I just found a McLatchy Newspapers story confirming it. The labels would list calories, fat, protein, carbohydrates, percent of alcohol by volume, and “Serving Facts.”
I like the idea. The Beer Institute doesn’t. They say: “The alcohol content in most beers is in a very narrow range, and consumers are generally aware of that fact.”
Sorry Beer Institute, as much as I love the fact that there is something called the Beer Institute (I even used your library while I was doing research for my book — thank you very much for that!) your argument on this is lame. The beers in my world range from as low as 4.3% (or so) to as much as 20% ABV. I can go to the Dogfish Head alehouse in Gaithersburg, MD not far from my house and choose from beers such as the 4.3% Lawnmower Light, 7.2% Indian Brown, 9% Imperial IPA, or 11% Immort Ale – more than twice the alcoholic content of the Lawnmower Light.
From what I understand, the regulation would not require that vitamins and minerals be included on the label.
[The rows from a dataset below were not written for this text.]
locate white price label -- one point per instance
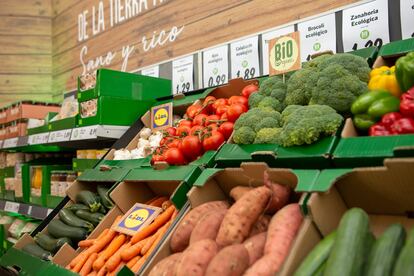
(365, 25)
(11, 207)
(60, 136)
(215, 66)
(245, 58)
(265, 44)
(183, 71)
(151, 71)
(83, 133)
(317, 35)
(407, 18)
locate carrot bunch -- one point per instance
(111, 250)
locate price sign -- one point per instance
(365, 25)
(83, 133)
(151, 71)
(245, 58)
(407, 18)
(284, 54)
(317, 35)
(215, 66)
(11, 207)
(266, 37)
(183, 71)
(60, 136)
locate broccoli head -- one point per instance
(244, 135)
(337, 88)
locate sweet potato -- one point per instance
(232, 260)
(196, 258)
(255, 247)
(280, 194)
(167, 266)
(240, 218)
(207, 227)
(181, 237)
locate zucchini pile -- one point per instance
(353, 250)
(74, 224)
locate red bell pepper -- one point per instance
(407, 103)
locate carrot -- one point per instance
(87, 267)
(157, 223)
(115, 259)
(115, 244)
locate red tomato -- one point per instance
(234, 112)
(249, 89)
(174, 156)
(238, 100)
(226, 129)
(191, 147)
(213, 141)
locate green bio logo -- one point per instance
(364, 34)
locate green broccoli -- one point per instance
(268, 136)
(337, 88)
(244, 135)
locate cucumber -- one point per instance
(385, 251)
(68, 217)
(405, 261)
(94, 218)
(103, 193)
(317, 257)
(90, 199)
(50, 244)
(348, 251)
(35, 250)
(58, 229)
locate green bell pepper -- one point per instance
(404, 71)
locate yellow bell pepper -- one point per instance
(383, 78)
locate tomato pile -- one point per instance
(206, 126)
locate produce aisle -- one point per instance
(297, 163)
The guy from the Beer Institute says it would actually be prohibited because “they” don’t want people to know anything that might suggest that beer is good for you. I believe him. Treasury Department officials were quoted in the McLatchy article saying that the proposed label “could provide a constant, low-cost reminder that alcohol consumption adds generally empty, discretionary calories to the diet.”
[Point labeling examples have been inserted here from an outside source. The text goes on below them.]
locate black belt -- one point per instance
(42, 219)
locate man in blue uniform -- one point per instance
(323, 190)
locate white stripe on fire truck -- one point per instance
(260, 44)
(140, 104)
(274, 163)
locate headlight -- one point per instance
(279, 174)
And if you look at the label (left) proposed by the Center for Science in the Public Interest (CSPI), you’d think that all a beer contains is calories and alcohol. CSPI has long espoused the dangers of alcohol and is what many beer supporters would refer to as a neo-prohibitionist organization. I like some of the work they do, including this awesome table of alcohol industry donations to members of congress, but their overall attitude toward alcohol is that it is ruining America.
One thing I don’t like about the proposed regulation is that when it passes (there is little chance it won’t) it will affect small brewers disproportionately. The costs of measuring these nutritional contents and redesigning labels will hurt them more than it hurts big brewers. Perhaps that’s why Diageo actually launched a campaign in support of the rule while small brewers seem to be generally opposed.
Speaking of nutrition labels, I like the one used for International Buy Nothing Day.